Berlin : Das letzte Défilee

Heute verabschiedet sich Vivienne Westwood von Berlin – bei einer Modenschau ihrer Schüler

Susanna Nieder

Vivienne Westwood verlässt Berlin. Das zehnte und letzte Défilee ihrer Modeklasse findet heute Abend passenderweise in der Abflughalle des Flughafens Tempelhof statt. Gelebt hat die viel beschäftigte Modedesignerin in den zwölf Jahren ihrer Professur an der Universität der Künste (UdK) nie in Deutschland. Für die Arbeit mit ihren Studenten flog sie für drei Tage im Monat ein.

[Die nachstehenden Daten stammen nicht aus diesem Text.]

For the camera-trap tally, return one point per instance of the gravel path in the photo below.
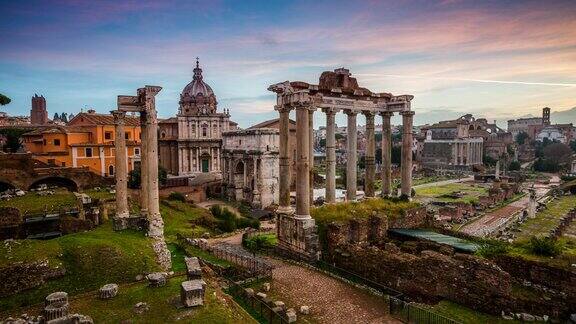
(330, 300)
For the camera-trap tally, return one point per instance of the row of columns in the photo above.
(305, 158)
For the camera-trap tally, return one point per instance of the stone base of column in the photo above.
(163, 257)
(297, 237)
(137, 223)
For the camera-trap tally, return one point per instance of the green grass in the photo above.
(91, 259)
(546, 219)
(32, 203)
(471, 193)
(102, 194)
(179, 219)
(350, 210)
(464, 314)
(163, 302)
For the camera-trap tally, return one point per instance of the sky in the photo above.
(495, 59)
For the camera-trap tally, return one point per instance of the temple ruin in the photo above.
(336, 91)
(144, 104)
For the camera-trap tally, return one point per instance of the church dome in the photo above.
(197, 86)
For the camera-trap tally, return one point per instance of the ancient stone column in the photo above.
(351, 156)
(144, 189)
(121, 166)
(330, 155)
(406, 167)
(311, 154)
(370, 153)
(302, 162)
(285, 172)
(386, 154)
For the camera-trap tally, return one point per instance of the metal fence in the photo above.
(410, 313)
(257, 307)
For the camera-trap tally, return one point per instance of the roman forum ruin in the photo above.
(144, 104)
(336, 91)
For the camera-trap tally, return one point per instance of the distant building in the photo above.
(449, 145)
(38, 113)
(88, 141)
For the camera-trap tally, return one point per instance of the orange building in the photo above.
(87, 141)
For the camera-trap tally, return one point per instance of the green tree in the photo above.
(521, 138)
(4, 100)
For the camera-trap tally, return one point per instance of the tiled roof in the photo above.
(102, 119)
(267, 123)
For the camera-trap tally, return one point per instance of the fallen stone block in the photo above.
(291, 315)
(156, 279)
(108, 291)
(192, 292)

Man kann viel schaffen an drei Tagen, wenn man sich und die anderen nicht schont. Sie galt als strenge Lehrerin. Ihre ehemalige Studentin und jetzige Assistentin Regina Tiedeken sagt über den Unterrichtsstil der Engländerin: „Es war immer ein Meister-Schüler-Verhältnis.“ Das wurde in den Präsentationen der Westwood-Klassen immer wieder deutlich. Die Schüler zeigten fast ausnahmslos Arbeiten, die unverwechselbar die Handschrift der Lehrerin trugen. Im letzten Jahr ging Westwood so weit, mitten im Défilee aufzustehen und die Musik abzuschalten, weil sie ihr nicht gefiel. „Es war möglich, eine eigene Linie zu finden“, sagt Regina Tiedeken, „aber eher nach dem Abschluss.“ Als herausragende Diplomkollektion bleibt „Freakshow“ von Timo Scherer in Erinnerung, der 2002 in einem kreativen Spektakel jegliche Vorgaben weit hinter sich ließ. „Wenn meine Studenten weiterhin Bücher lesen und Bilder studieren, war meine Arbeit nicht umsonst“, resümierte Westwood auf ihrer letzten Pressekonferenz – und lobte Schneiderhandwerk und Schnittechnik in Deutschland.

65 Studentinnen und Studenten haben bei ihr zwischen 1993 und 2005 ihr Diplom gemacht. Fünf Absolventinnen arbeiten heute in Westwoods Londoner Atelier, drei bei Wolfgang Joops Label „Wunderkind“ in Potsdam, einige sind als Kostümbildner tätig oder haben, wie Westwoods Assistentinnen von Wedel und Tiedeken, ihr eigenes Label gegründet. Doris Menzel, die 1991 bei den Prêt-à-porter-Schauen in Paris hinter die Bühne ging und Westwood fragte, ob sie Professorin in Berlin werden wolle, ist heute Produktmanagerin beim deutschen Jeanshersteller Mustang.

Vivienne Westwoods Professur hat viel für Berlin bedeutet. Als sie kam, galt sie als meist kopierte Modeschöpferin der Welt und war soeben zwei Mal zum britischen „Designer of the Year“ gewählt worden. Sie brachte Glamour und Medieninteresse nach Berlin, als die Stadt noch eine modische Wüste war. Die Zeiten haben sich geändert; Berlin hat mit seinen Modemessen und einer Vielzahl kleiner Labels einen gewissen Status in der Modewelt erlangt, um die 64-jährige Westwood ist es ruhiger geworden. 1996 wurde sie von ihrem wesentlich jüngeren Mitbewerber John Galliano bei der Nachfolge im Hause Dior ausgestochen, 1997 machte sie mit einer Herrenkollektion zum letzten Mal Schlagzeilen. In Zukunft will sie sich neben ihrer Arbeit als Designerin für Menschenrechte einsetzen. Zur Pressekonferenz erschien sie in einem T-Shirt mit dem Aufdruck „Liberty“.

Die UdK will Westwoods Stelle nicht sofort wieder besetzen. Geplant sind kurze Projekte mit Designern der jüngeren Garde wie Viktor & Rolf, Walter van Beirendonck, Frank Leder. Erst in einem Jahr will man endgültig entscheiden, welcher Name der UdK und Berlin in Zukunft Glanz bringen soll. Mittlerweile steht fest, dass die deutsche Designerin Grit Seymour als C2-Professorin angestellt wird.